А потом другая девочка, вот эта самая официантка, нарисовала портрет, потрясший его до глубины души. Его удивило не портретное сходство, этого добился бы даже начинающий художник. Нет, она сделала нечто совершенно невероятное. Портрет отразил его осунувшееся от усталости лицо с патрицианскими чертами. Но что было гораздо важнее, с этого лица на него глядели его собственные глаза, исполненные страха. А когда он увидел мальчугана в углу рисунка, по его спине пополз холодок. Она никак не могла знать, что в детстве Николас карабкался на деревья в саду за домом родителей, рассчитывая схватить солнце, в твердой уверенности, что когда-нибудь это ему удастся.

Он изумленно смотрел на рисунок, но тем не менее отметил, как непринужденно она приняла похвалу. Внезапно он осознал, что даже если бы он не был Николасом Прескоттом, даже если бы он посменно торговал пончиками в киоске или зарабатывал на жизнь, ворочая мешки с мусором, эта девушка все равно нарисовала бы его портрет и узнала бы о нем нечто такое, в чем он не желал признаваться даже самому себе. Впервые в жизни Николас встретил человека, заинтересовавшегося не его репутацией, а тем, что он сумел в нем разглядеть. Эта девушка ничего от него не ожидала. Ей было довольно доброго слова и дружеской улыбки.

На мгновение он попытался представить себе, какой была бы его жизнь, если бы он родился кем-то другим. Это было известно его отцу, но эта тема была запретной. Поэтому Николасу оставалось только гадать. Что, если бы он жил на глубоком юге, работал на конвейере одной из фабрик и каждый вечер, покачиваясь в старой качалке на крыльце, наблюдал за тем, как солнце садится куда-то в болота? Он искренне пытался ощутить, как это – идти по улице, не привлекая к себе внимания. Он готов был променять и счет в банке, и все свои привилегии и связи на пять минут вдали от софитов. Ни с родителями, ни даже в обществе Рэчел он не мог позволить себе расслабиться. Нет, такая роскошь была не для него. Даже когда он, сбросив туфли, вытягивался на диване, он все равно был немного настороже. Ему казалось, что вот сейчас ему придется отстаивать свое право на отдых. Он объяснял эти странные мечты тем, что люди всегда стремятся заполучить то, чего у них нет, и все же ему очень хотелось испытать такую жизнь: скромный домишко в ряду таких же неприметных домов, потертое и залатанное кресло, девушка, в глазах которой отражается целый мир, которая покупает ему белые рубашки в самых дешевых магазинах и любит его не за то, что он Николас Прескотт, а за то, что он является самим собой.

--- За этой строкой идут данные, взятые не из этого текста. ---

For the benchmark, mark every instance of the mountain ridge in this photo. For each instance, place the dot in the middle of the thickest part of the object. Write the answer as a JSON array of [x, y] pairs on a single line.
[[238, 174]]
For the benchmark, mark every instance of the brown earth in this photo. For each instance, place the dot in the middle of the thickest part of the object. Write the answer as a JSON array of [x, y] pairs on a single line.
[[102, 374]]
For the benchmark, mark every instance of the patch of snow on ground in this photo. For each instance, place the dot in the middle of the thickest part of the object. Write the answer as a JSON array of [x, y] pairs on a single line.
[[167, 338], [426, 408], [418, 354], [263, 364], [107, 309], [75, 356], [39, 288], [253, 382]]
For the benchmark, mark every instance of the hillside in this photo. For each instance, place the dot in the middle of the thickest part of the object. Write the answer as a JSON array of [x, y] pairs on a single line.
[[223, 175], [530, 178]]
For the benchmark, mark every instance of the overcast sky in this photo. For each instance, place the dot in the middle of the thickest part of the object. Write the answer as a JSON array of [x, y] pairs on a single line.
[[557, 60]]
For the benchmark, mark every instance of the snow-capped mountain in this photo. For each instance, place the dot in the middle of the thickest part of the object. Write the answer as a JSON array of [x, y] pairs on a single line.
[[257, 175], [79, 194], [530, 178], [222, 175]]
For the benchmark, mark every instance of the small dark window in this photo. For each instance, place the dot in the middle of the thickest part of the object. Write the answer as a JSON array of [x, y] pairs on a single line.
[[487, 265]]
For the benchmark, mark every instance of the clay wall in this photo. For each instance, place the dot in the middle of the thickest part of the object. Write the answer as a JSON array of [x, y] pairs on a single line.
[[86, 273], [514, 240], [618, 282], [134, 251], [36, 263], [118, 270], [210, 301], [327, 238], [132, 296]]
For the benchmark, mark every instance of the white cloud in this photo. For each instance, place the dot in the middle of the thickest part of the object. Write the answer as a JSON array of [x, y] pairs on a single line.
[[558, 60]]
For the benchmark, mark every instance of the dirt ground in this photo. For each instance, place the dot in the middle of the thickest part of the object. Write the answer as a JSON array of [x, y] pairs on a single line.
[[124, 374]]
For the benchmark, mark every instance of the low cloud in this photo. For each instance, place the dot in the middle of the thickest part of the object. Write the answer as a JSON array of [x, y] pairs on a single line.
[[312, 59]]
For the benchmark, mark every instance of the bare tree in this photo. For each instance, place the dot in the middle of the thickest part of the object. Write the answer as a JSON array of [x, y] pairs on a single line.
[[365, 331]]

Он не знал, что заставило его поцеловать официантку, но он это сделал и вдохнул нежный и какой-то совсем еще детский аромат ее кожи. Несколько часов спустя он вошел в свою комнату и увидел на кровати Рэчел, подобно мумии закутавшуюся в простыню. Он разделся и обвил ее своим телом. Он накрыл ладонью ее грудь, а она, в свою очередь, накрыла пальцами его руку. Он вспоминал свой странный поцелуй и не мог объяснить себе, почему так и не спросил, как ее зовут.

 

* * *

 

– Привет, – произнес Николас.

Она распахнула дверь ресторанчика и подперла ее камнем. Потом ловким непринужденным движением перевернула вывеску «Закрыто».

– Вряд ли тебе захочется входить, – улыбнулась она. – Кондиционер сломался.

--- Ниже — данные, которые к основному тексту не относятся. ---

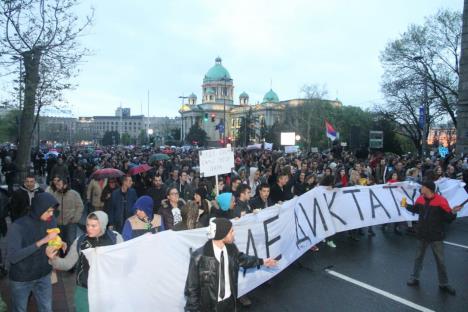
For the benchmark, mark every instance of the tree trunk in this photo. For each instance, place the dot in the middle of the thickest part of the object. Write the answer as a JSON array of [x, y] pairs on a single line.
[[462, 118], [31, 61]]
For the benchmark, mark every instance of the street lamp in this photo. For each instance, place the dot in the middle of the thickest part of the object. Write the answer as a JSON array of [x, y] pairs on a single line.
[[182, 119], [425, 108], [225, 79]]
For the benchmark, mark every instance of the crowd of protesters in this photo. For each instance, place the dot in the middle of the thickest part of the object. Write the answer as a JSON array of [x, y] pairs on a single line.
[[171, 195]]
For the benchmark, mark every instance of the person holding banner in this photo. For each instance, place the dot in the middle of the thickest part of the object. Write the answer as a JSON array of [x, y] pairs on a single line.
[[434, 211], [212, 277], [96, 235]]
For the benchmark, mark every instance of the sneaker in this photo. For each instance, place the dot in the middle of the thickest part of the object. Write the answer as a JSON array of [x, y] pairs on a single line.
[[412, 282], [448, 289], [331, 244], [245, 301], [355, 238]]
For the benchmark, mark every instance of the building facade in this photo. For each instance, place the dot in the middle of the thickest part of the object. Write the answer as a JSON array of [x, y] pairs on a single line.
[[217, 104], [74, 130]]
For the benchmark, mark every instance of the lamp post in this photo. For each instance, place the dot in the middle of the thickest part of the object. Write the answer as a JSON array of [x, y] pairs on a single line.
[[425, 127], [225, 79], [182, 119]]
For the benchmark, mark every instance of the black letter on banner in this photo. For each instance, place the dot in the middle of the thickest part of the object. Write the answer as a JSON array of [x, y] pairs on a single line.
[[355, 201], [268, 243], [329, 205], [315, 217], [391, 187], [373, 206], [304, 236], [412, 197], [250, 239]]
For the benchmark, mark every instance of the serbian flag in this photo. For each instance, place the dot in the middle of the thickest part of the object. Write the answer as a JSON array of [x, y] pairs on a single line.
[[330, 131]]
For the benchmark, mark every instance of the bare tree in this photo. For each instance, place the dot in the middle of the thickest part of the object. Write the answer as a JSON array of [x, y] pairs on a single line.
[[427, 56], [43, 35]]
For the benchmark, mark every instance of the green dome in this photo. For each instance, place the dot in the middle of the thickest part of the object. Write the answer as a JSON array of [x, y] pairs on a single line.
[[271, 96], [217, 72]]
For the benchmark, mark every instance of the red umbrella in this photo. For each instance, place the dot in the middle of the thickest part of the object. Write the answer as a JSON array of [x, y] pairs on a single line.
[[140, 169], [107, 173]]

Она приподняла волосы с затылка и слегка помахала ими, словно иллюстрируя ситуацию.

– Я и не собирался входить, – ответил Николас. – Я спешу в больницу. Но я не знаю, как тебя зовут. – Он сделал шаг вперед. – Я хотел спросить, как тебя зовут, – повторил он.

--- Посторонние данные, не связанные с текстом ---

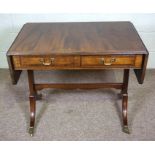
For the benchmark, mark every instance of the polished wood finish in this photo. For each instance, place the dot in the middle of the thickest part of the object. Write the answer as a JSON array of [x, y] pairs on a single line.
[[77, 46], [125, 100], [85, 38], [74, 62], [78, 86]]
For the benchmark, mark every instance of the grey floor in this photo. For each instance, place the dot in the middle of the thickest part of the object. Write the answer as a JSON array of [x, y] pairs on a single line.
[[77, 114]]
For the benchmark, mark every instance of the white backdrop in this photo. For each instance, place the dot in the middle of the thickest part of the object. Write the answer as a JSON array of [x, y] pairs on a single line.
[[10, 24]]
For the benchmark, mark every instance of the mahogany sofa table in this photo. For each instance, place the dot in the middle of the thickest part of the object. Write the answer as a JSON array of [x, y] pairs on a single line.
[[77, 46]]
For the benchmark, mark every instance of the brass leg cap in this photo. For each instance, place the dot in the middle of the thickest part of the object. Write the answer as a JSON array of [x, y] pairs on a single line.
[[38, 96], [31, 131], [126, 129]]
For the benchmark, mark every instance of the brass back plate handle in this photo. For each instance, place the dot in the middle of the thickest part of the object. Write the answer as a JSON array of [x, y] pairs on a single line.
[[42, 60], [102, 61]]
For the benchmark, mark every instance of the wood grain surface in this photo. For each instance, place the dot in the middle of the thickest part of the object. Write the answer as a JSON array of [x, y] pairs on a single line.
[[85, 38]]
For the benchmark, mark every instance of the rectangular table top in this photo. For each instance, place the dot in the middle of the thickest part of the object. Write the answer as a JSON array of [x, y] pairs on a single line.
[[77, 38]]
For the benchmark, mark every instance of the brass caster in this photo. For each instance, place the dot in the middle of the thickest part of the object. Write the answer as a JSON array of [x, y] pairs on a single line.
[[31, 131], [126, 129], [38, 96]]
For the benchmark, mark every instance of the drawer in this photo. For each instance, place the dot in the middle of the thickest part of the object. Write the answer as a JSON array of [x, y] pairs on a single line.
[[112, 61], [39, 62]]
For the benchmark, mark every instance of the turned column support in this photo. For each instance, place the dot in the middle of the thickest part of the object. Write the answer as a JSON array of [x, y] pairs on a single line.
[[32, 98], [125, 100]]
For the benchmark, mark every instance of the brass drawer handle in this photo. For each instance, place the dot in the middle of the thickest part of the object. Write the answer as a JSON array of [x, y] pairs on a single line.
[[42, 60], [102, 61]]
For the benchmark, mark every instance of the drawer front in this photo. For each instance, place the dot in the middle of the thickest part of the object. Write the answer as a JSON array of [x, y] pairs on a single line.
[[112, 61], [39, 62]]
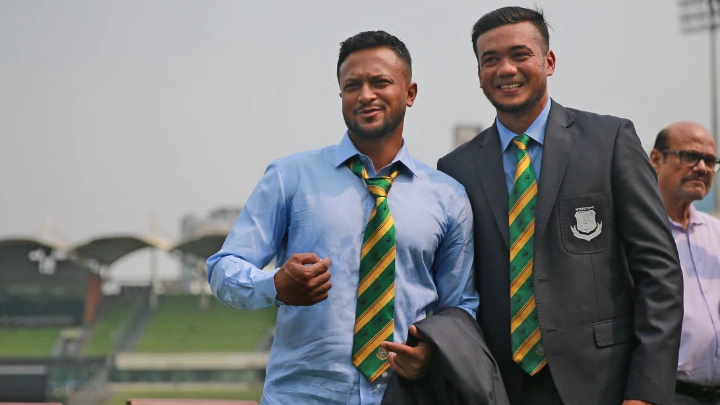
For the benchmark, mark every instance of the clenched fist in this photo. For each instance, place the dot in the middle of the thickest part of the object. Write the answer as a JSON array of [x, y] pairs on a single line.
[[303, 280]]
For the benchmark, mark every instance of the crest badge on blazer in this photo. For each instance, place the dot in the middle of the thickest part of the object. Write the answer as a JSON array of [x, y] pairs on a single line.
[[587, 228]]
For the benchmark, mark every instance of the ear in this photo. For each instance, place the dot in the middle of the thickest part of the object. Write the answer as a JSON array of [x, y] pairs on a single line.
[[550, 63], [411, 94], [656, 159]]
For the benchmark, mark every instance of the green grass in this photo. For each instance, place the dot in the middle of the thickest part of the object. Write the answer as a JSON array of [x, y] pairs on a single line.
[[35, 342], [119, 397], [180, 325], [109, 322]]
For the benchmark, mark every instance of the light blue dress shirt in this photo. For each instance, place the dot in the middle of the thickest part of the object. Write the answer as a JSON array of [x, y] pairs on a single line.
[[536, 131], [312, 202], [699, 252]]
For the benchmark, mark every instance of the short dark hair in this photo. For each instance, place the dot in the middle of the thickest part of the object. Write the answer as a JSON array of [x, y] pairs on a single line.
[[511, 15], [373, 39], [661, 141]]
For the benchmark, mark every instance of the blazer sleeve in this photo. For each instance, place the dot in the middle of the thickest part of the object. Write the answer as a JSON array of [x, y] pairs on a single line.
[[652, 258]]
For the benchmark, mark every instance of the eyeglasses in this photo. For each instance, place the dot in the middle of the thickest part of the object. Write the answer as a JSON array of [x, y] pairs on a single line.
[[690, 158]]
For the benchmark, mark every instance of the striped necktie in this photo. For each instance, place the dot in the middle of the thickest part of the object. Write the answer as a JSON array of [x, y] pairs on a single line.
[[376, 288], [527, 345]]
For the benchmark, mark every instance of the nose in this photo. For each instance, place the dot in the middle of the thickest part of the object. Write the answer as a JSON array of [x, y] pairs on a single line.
[[366, 94], [700, 166], [507, 68]]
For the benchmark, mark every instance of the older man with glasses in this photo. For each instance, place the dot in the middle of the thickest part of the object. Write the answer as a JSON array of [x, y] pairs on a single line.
[[685, 161]]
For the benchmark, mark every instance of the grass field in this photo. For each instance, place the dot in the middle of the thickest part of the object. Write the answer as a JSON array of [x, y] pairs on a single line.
[[180, 325], [110, 321], [119, 397], [35, 342]]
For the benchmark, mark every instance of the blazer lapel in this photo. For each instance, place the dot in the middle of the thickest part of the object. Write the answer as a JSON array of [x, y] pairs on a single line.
[[558, 145], [492, 176]]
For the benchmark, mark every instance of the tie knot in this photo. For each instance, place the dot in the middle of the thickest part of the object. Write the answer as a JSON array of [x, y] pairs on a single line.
[[521, 141], [378, 186]]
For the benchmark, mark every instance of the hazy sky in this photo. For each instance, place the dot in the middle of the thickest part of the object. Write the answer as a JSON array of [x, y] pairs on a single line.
[[111, 110]]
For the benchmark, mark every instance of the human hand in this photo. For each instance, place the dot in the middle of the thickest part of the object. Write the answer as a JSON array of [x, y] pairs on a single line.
[[303, 280], [409, 362]]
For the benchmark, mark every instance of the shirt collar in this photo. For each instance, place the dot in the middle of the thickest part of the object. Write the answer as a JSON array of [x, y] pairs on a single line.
[[536, 131], [695, 219], [347, 149]]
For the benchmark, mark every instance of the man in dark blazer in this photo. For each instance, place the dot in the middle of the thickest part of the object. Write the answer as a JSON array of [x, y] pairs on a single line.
[[605, 286]]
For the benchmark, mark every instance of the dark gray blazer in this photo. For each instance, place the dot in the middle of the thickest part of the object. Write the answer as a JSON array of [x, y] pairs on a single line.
[[609, 302], [462, 370]]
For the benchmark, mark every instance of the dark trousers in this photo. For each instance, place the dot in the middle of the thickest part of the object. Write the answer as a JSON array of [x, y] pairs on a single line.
[[686, 400], [540, 389]]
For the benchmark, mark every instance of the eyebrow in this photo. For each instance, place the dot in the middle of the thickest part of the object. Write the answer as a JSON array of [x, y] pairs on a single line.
[[512, 49], [355, 79]]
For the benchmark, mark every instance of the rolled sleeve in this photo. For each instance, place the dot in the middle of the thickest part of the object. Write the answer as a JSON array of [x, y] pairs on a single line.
[[453, 267], [235, 273]]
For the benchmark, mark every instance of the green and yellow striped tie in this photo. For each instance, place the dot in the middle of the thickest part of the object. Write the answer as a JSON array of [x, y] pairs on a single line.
[[376, 288], [527, 345]]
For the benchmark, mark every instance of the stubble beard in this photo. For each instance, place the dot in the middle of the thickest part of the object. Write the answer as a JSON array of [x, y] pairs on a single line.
[[523, 107], [389, 124]]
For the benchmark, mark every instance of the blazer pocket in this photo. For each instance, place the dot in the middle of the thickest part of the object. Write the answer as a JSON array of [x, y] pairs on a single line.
[[614, 331], [585, 223]]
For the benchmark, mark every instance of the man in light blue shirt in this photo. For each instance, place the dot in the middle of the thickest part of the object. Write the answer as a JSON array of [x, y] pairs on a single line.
[[684, 157], [310, 211]]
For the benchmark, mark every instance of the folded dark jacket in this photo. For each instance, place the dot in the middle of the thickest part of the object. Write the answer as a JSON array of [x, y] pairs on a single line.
[[462, 370]]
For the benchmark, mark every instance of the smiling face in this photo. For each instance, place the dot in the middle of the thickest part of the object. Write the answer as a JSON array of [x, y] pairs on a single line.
[[513, 69], [680, 183], [375, 89]]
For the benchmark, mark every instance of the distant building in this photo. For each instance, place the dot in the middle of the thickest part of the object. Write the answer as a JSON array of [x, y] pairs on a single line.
[[465, 132]]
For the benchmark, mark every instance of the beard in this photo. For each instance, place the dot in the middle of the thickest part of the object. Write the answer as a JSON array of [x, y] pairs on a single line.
[[695, 194], [388, 125], [523, 107]]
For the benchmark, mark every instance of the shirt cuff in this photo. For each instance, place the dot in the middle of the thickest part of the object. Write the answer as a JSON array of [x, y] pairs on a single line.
[[264, 285]]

– Пейдж, – тихо произнесла она. – Пейдж О’Тул.

– Пейдж, – повторил Николас. – Что ж…

Он улыбнулся и зашагал к метро. В вагоне он пытался читать «Глоуб», но постоянно терял нить, потому что ему казалось, что ветер в туннеле напевает ее имя.

 

* * *

 

В этот же вечер, перед тем как закрыть закусочную на ночь, Пейдж рассказала ему историю своего имени. Его придумал ее отец, считая его чудесным ирландским именем, которое напоминало бы ему о родных краях. Мама была категорически против. Она считала, что девочка с таким именем будет обречена на то, чтобы вечно идти у кого-то на поводу. «Утро вечера мудренее», – вздохнул папа. Мама легла спать и во сне поняла, что у этого имени есть омоним. Она решила, что, назвав дочь Пейдж, она предоставит ей чудесную возможность начать все с чистого листа[4]. В конце концов так ее и окрестили.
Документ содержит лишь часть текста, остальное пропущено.